While learning rules is an important part of legal training, Manning said, it is far more important for students to learn to think like a lawyer –to break apart a problem into its essential parts and to see what’s really at stake. “It’s almost impossible to have a deep understanding of law if you don’t think about it critically,” he said. “[A]ll lawyers—whether they’re in high public office or engaged in the everyday work of representing clients—are responsible for the integrity of the legal system. Law is powerful. It has great capacity for good and for ill. And, if we’re doing our job right, we lawyers must always be prepared to question, criticize, and look behind decisions made in the name of the law.

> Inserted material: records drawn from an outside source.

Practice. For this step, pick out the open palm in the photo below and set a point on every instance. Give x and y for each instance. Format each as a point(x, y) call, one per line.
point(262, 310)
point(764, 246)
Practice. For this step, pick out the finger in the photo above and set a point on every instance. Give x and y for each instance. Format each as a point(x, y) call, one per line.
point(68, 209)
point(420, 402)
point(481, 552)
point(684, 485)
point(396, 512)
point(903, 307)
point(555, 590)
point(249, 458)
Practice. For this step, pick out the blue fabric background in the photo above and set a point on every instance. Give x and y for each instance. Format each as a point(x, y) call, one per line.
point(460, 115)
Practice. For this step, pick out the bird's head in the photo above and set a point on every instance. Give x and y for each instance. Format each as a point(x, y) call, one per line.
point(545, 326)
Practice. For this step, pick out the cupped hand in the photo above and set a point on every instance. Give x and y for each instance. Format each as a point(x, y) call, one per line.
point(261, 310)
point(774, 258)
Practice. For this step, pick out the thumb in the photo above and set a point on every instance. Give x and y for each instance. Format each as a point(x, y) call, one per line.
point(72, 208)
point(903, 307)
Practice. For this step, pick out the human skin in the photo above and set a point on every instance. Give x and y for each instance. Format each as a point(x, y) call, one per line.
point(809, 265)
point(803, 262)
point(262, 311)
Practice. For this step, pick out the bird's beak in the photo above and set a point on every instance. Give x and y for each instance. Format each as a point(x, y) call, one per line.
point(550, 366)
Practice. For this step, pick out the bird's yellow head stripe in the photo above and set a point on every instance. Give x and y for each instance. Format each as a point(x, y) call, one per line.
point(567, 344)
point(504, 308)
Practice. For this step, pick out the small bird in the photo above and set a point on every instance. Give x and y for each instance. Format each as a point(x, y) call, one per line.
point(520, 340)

That is a high calling of our great profession.”
#3 “Lawyers disagree with each other; it’s part of our job.”
Manning noted that the adversarial system of justice is set up precisely so that lawyers have to deal with the best arguments against them all the time. Learning how to disagree with one another is an important part of a legal education. “One thing I know for sure: If you don’t take the other side seriously, if you dismiss it, if you treat it as silly, if you deem it unworthy of your consideration, you will not hear the strength in the other side’s arguments. And you will not know what points you most need to answer in order to persuade someone who may or may not start from the same assumptions as you do.” He also said lawyers must learn to frame those disagreements with mutual respect. “[I]t is our job here, at Harvard Law School, to debate vigorously and to have the courage of our convictions. But we also know that we must leaven that courage with empathy. And we must never, ever denigrate the humanity of others.”
#4 “There are many many ways to be happy in this profession. And your job, starting now, is to find the path that best suits you.”
When Manning came to law school, he planned to become a corporate attorney. But after clerking on the D.C. Circuit, he discovered that what he really cared about was the rule of law and the constitutional system of checks and balances. “I would never have guessed that the rule of law would be the love of my professional life, or that I would be a law professor and a dean. Indeed, I would have bet heavily against all of that,” he said. “What I’ve seen during my 35 years in this business is that the happiest lawyers are often the ones who have been most open to possibilities they never thought possible.”
A public-law scholar with expertise in statutory interpretation and structural constitutional law, Manning has been on the HLS faculty since 2004, following a decade at Columbia Law School. His career has included stints in the U.S. Department of Justice as an attorney in the Office of Legal Counsel and the Office of the Solicitor General. He has published more than 40 articles in leading law journals and is co-editor of two leading casebooks, Hart & Wechsler’s Federal Courts and the Federal System and Legislation and Regulation. He served as a law clerk to both Justice Antonin Scalia of the U.S. Supreme Court and Judge Robert H. Bork of the U.S. Court of Appeals for the D.C. Circuit.